I already know that the confidence level is conditional on errors (cf. https://www.jstor.org/stable/1392523) and that under the null hypothesis all permutations have to be equally likely. Thus in the permutation test the assignment of errors to the individual data points is fixed and not stochastic, whereas the specific occurrence in time is random.

However, I'd like to define model assumptions that are sufficient and/or necessary for arguing that all permutations are equally likely. In the cited paper of Taylor only the mean-shift model, defined as follows, is required for performing the test.

Definition: Let $$X_{1},X_{2},..,X_{n}$$ represent the data in time order.
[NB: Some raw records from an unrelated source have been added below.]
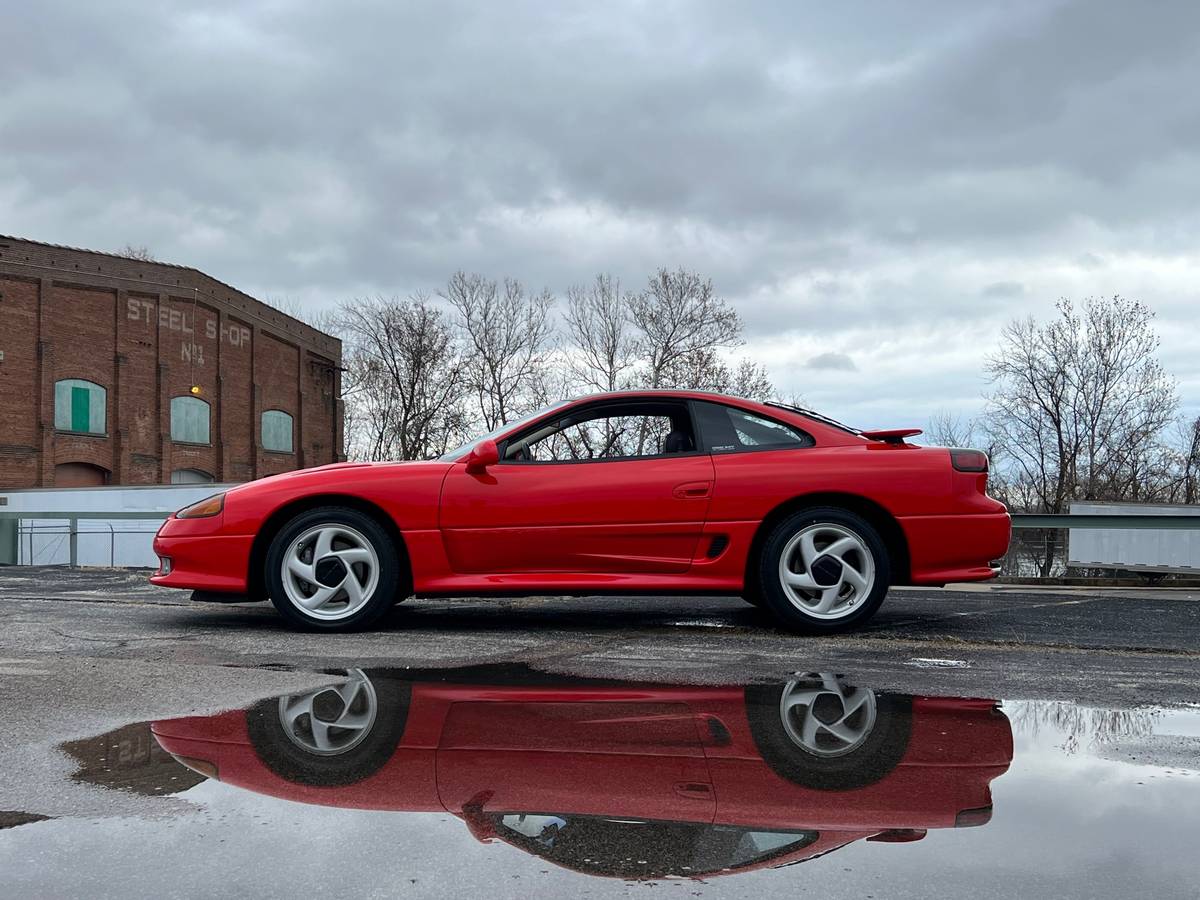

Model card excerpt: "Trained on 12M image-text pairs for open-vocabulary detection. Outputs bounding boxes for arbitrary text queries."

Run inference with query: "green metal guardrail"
[1,509,1198,568]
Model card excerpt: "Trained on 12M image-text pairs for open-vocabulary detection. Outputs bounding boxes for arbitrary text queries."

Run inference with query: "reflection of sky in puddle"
[2,700,1198,899]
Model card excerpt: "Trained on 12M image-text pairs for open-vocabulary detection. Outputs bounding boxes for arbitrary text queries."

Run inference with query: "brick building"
[0,235,343,488]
The mean shift model satisfies:

$$$$X_{i}=\mu_{i}+\epsilon_{i}$$$$

where $$\mu_{i}$$ is the average at time $$i$$. Generally, $$\mu_{i}=\mu_{i-1}$$ except for few indices $$i$$ called change-points. $$\epsilon_{i}$$ are independent random variables with mean 0 and called random errors.

Are these conditions sufficient for arguing the exchangeability of the data or is it necessary that the random errors have the same distribution (ie. they are iid and e.g. the variance can not change in time).

An literature source about permutation tests in the time series setting or rigoros mathematical explanations would be highly appreciated. Thank you!